Ours is the language of imbeciles, the gibberish of idiots. The root and the vine have more to say than us.
I want to show you something. There is no name for it; it has no human symbol. It is old and its memory is long. It knew the world before we named it.
It knows everything. It knows me and it knows you.
And I will show it to you.
I will show you.
Let us go then, you and I, like Alice down the rabbit hole, to a time when there still were dark places in the world, and there were men who dared to delve into them.
An old man, I am a boy again.
And dead, the monstrumologist lives.
He was a solitary man, a dweller in silences, a genius enslaved to his own despotic thought, meticulous in his work, careless in his appearance, given to bouts of debilitating melancholia and driven by demons as formidable as the physical monstrosities he pursued.
He was a hard man, obstinate, cold to the point of cruelty, with impenetrable motives and rigid expectations, a strict taskmaster and an exacting teacher when he didn’t ignore me altogether. Days would pass with but a word or two between us. I might have been another stick of dusty furniture in a forgotten room of his ancestral home.
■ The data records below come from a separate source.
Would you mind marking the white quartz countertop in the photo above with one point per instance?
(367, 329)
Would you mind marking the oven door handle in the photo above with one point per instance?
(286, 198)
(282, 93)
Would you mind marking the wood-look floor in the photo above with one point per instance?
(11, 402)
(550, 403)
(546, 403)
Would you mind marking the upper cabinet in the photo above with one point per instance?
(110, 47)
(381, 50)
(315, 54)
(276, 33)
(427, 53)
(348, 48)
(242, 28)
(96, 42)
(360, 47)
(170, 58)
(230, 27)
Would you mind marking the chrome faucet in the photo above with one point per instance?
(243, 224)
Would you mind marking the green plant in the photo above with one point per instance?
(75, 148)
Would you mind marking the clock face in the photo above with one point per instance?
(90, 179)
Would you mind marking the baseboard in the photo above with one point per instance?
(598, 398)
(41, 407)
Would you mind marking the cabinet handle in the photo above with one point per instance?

If I had fled, I do not doubt weeks would have passed before he would have noticed. Then, without warning, I would find myself the sole focus of his attention, a singularly unpleasant phenomenon that produced an effect not unlike the sensation of drowning or being crushed by a thousand-pound rock. Those dark, strangely backlit eyes would turn upon me, the brow would furrow, the lips tighten and grow white, the same expression of intense concentration I had seen a hundred times at the necropsy table as he flayed open some nameless thing to explore its innards. A look from him could lay me bare. I spent many a useless hour debating with myself which was worse, being ignored by him or being acknowledged.
But I remained. He was all I had, and I do not flatter myself when I say I was all that he had. The fact is, to his death, I was his sole companion.
That had not always been the case.
He was a solitary man, but he was no hermit. In those waning days of the century, the monstrumologist was much in demand. Letters and telegrams arrived daily from all over the world seeking his advice, inviting him to speak, appealing to him for this or that service. He preferred the field to the laboratory and would drop everything at a moment’s notice to investigate a sighting of some rare species; he always kept a packed suitcase and a field kit in his closet.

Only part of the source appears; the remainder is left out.